The Ombudsman also found that the landlord had no specific policy on repairs so was unable to determine who had responsibility for carrying out the repair work and could not order the landlord to recompense the resident.

The Ombudsman found severe maladministration and ordered the landlord to:

  • pay the resident £800 compensation for its failures
  • provide training to staff in complaint handling.

It also recommended that Newham produce a repairs policy to address the responsibilities of the parties and timescales for repairs; and a compensation policy to address how and when it will consider making financial redress to a complainant.

Richard Blakeway, Housing Ombudsman, said: “The landlord took an excessively long time to respond to the formal complaint, failed to keep the resident informed, provide explanations for the delays or contact the resident despite numerous requests from this service. It also failed to check its records for the content of the phone call during the stage one complaint despite having ample opportunity, which was unacceptable.

“I welcome the landlord’s positive engagement with us on the learning from this complaint, including developing policies on repairs and compensation, and the actions it is taking to implement our orders and recommendations. It has recognised where things have gone wrong, apologised and made a number of changes to policies and procedures to improve complaint handling for the benefit of its residents.

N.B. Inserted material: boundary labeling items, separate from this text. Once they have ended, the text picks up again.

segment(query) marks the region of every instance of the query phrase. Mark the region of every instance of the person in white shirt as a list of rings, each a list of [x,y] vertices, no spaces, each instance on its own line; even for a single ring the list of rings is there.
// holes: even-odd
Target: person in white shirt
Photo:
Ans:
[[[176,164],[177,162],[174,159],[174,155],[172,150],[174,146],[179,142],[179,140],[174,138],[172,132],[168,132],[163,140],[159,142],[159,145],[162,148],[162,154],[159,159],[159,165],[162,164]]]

I would encourage other landlords to consider the learning this report offers for their own services.”

In a statement Newham said: “We sincerely apologise for the poor handling of this complaint and the long delays experienced by both the resident and the Ombudsman. We fully accept and acknowledge, that on this occasion, our service fell far short of the high standards we set for ourselves and which our residents have the right to expect.”

The council said it had taken a number of lessons from its handling of this case and had made the following changes to its processes to ensure efficient handling of complaints:

  • It had assigned dedicated senior officers to monitor all housing related complaints to ensure they are responded to comprehensively and within the council’s published target times for complaint responses  
  • It had embedded senior management oversight into the process for all housing complaints, including escalated complaints and correspondence from the Ombudsman
  • Both the Corporate Complaints Team and senior housing officers had completed the Housing Ombudsman training on complaints handling and the council was implementing specific complaint handling training to all its housing staff. “This will underpin our aim to achieve efficient resolutions of complaints and provide responsive resident engagement.”

Newham added: “We have a new senior leadership team in place within housing and we will continue to develop our policies and processes to ensure residents understand the Council’s obligations as their landlord.

“As a result of the Ombudsman’s recommendations in this case our Compensation Policy has been created and we are committed to publishing our Repairs Policy once a thorough policy review is completed in April 2021.”